Key Account ManagerStart a Chat

Import agency accounting needs to pay attention to the legal relevance of cargo title transfer and accounting calculation. If import agency business involves bill of lading endorsement transfer, you need to keep the copy of the endorsed bill of lading as the original accounting voucher to prove that the cargo title has been transferred to the consignee, and recognize revenue in the accounting system at the same time. In addition, if the signed import agency contract contains a force majeure clause, the extra costs incurred due to cargo detention caused by force majeure need to be listed separately in accounting, with relevant supporting materials (such as port detention notice from the shipping company, force majeure certificate) attached, to avoid being identified as unreasonable expenses. At the same time, you need to ensure that the service fee clause in the agency contract is completely consistent with the service fee revenue in accounting, to avoid legal disputes caused by inconsistency between contract and accounting.

Lucas Liu
Lucas LiuYears of service:8Customer Rating:5.0

Senior Operations ConsultantStart a Chat

In import agency business, document adjustment after customs on-site inspection needs to be synchronized to the accounting system.
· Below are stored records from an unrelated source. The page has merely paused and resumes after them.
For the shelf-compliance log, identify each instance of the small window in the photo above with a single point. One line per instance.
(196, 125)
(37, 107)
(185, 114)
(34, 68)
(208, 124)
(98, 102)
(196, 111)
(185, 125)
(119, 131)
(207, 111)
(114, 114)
If after on-site inspection, the actual product name and specification of the goods are found to be different from the declared content, you need to cooperate with the customs broker to modify the customs declaration, and the modified customs declaration shall be used as the basis for accounting calculation. In addition, if extra costs such as devanning fee and inspection fee are incurred during inspection, you need to obtain a formal expense invoice, list the cost as the cost of the agency business in the accounting system, attach the inspection notice and expense payment voucher to ensure the compliance of expense listing. At the same time, you need to archive both the inspection report and the modified customs declaration as supporting materials for tax audit, to avoid the identification of accounting non-compliance due to missing documents.

Evelyn Li
Evelyn LiYears of service:3Customer Rating:5.0

Cross-border Compliance SupervisorStart a Chat

Import agency accounting needs to carry out accurate cost calculation and allocation based on trade terms. If CIF trade term is adopted, you need to include the commodity value, freight and insurance premium all into the import cost, and list them separately in the accounting system, to avoid profit calculation deviation caused by wrong cost collection. If FOB trade term is adopted, you need to list domestic freight, customs declaration fee and port handling fee as the cost of the agency business, and settle the costs with the consignee at the same time. In addition, you need to establish an accurate cost calculation model, calculate the comprehensive cost and profit margin of each agency business monthly, optimize the pricing strategy of agency service fee to ensure the profitability of the business. At the same time, you need to link inventory data with accounts payable in the accounting system, to avoid capital occupation and outstanding account risk caused by inventory backlog.